Evaluation#

Synonyms: Assessment, Testing, Measurement.

In brief#

AI measurement is any activity that estimates attributes as measures— of an AI system or some of its components, abstractly or in particular contexts of operation. These attributes, if well estimated, can be used to explain and predict the behaviour of the system. This can stem from an engineering perspective, trying to understand whether a particular AI system meets the specifications or the intention of their designers, known respectively as verification and validation. Under this perspective, AI measurement is close to computer systems testing (hardware and/or software) and other evaluation procedures in engineering. However, in AI there is an extremely complex adaptive behaviour, and in many cases, with a lack of a written and operational specification. What the systems has to do depends on some constraints and utility functions that have to be optimised, is specified by example (from which the system has to learn a model) or ultimately depends on feedback from the user or the environment (e.g., in the form of rewards).

More in detail#

AI measurement has been taken place since the early days of AI and has framed the discipline very significantly. Actually, one of the foundational ideas behind AI is the famous imitation game [2], which —somewhat misleadingly— is usually referred to as the Turing test. However, this initial emphasis on evaluation, albeit mostly philosophical, did not develop into technical AI evaluation as an established subfield in AI, in the same way the early Reliability and Robustness problems in software engineering led to the important areas of software validation, verification and testing, today using both theoretical and experimental approaches [5, 3]. Still, there are some recent surveys and books covering the problem of AI evaluation, and giving comprehensive or partial views of AI measurement, such as [4, 5, 6, 7, 8, 9, 10, 11, 12, 13, 14].

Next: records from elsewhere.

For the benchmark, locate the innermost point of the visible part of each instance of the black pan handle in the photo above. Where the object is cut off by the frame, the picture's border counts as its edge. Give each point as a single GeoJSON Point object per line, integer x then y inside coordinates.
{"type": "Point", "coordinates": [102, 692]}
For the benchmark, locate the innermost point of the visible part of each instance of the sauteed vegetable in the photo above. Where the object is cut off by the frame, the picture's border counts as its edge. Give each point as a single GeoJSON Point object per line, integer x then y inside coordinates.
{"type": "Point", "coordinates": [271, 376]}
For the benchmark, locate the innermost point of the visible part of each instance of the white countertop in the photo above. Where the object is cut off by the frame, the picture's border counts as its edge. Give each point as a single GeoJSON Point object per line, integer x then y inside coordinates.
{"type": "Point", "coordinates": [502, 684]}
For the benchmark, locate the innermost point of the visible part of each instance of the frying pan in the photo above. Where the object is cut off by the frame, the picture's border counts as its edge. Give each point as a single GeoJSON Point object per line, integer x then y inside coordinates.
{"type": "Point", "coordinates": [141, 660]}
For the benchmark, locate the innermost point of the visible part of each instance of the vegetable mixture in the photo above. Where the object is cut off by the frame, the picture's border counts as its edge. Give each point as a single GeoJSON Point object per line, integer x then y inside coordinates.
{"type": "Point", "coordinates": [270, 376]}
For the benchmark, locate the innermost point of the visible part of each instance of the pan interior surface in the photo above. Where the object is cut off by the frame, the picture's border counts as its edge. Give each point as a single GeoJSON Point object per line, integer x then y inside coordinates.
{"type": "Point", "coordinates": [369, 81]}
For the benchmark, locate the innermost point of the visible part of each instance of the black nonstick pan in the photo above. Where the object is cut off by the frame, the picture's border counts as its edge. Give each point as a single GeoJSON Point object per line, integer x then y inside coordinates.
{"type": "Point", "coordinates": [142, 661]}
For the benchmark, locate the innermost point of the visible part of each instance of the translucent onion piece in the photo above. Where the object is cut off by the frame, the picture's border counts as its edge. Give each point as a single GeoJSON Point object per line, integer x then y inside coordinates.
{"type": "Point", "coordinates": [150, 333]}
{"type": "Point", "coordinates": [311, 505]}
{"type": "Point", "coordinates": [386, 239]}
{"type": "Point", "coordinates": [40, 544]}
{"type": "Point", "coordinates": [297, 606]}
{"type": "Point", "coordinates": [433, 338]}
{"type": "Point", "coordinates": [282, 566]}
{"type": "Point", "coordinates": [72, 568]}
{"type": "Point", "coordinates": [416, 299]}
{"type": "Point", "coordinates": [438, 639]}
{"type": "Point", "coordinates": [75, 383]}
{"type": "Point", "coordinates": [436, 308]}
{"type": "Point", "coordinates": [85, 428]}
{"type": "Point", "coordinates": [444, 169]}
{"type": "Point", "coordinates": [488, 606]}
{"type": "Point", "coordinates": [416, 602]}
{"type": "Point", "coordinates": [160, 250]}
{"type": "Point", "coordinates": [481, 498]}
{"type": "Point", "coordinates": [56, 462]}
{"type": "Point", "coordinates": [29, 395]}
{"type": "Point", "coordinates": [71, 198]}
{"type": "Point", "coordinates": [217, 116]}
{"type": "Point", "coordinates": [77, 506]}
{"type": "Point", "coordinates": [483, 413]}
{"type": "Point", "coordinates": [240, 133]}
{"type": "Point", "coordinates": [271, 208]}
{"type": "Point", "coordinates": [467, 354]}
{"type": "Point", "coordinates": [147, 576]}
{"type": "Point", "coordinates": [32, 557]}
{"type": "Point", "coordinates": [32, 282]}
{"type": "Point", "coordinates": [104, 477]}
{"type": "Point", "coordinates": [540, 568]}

The tradition in AI measurement turns around the concept of ‘task-oriented evaluation’. For instance, given a scheduling problem, a board game or a classification problem, systems are evaluated according to some metric of task performance. To standardise the comparisons among systems, there are datasets and benchmarks that are used for evaluating these systems, so that evaluation data is not cherry-picked by the AI designers. We find a myriad of examples of the latter in PapersWithCode1 (PwC), an open-source, community-centric platform which offers researchers access to hundreds of benchmarks and thousands of results from associated papers, with an emphasis on machine learning. PwC collects information about the performance of different AI systems during a given period, typically ranging from the introduction of the benchmark to the present day. Figure 22 shows an example of the evolution of results for ImageNet[15].

../_images/PwC.png

Fig. 22 State-of-the-Art for the image classification task using the benchmark ImageNet. The points represent the accuracy of all the attempts from 2011 to 2022. The connected points on the Pareto front are shown in blue. Chart from https://paperswithcode.com/sota/image-classification-on-imagenet#

However, the focus on particular benchmarks (which are known by the researchers in advance) and the power of machine learning techniques has led to a problem of benchmark specialisation, a phenomenon that is related to issues such as “teaching to the test” (students prepare for the test but do not know how to solve cases that differ slightly from those of the exam) or Goodhart’s or Campbell’s laws (optimising to the indicator may lead to the metric not measuring what it measured originally, with possibly some other side effects). One clear manifestation of this phenomenon is the ‘challenge-solve-and-replace’ evaluation dynamics [16] or a ‘dataset-solve-and-patch’ adversarial benchmark co-evolution [17], which means that as soon as a benchmark is released, performance grows quickly because researchers specialise the design and training of the system to the benchmark, but not to the general task [11]. Ultimately the benchmark needs to be replaced by another one (usually more complex or adversarially designed), in a continuous cycle.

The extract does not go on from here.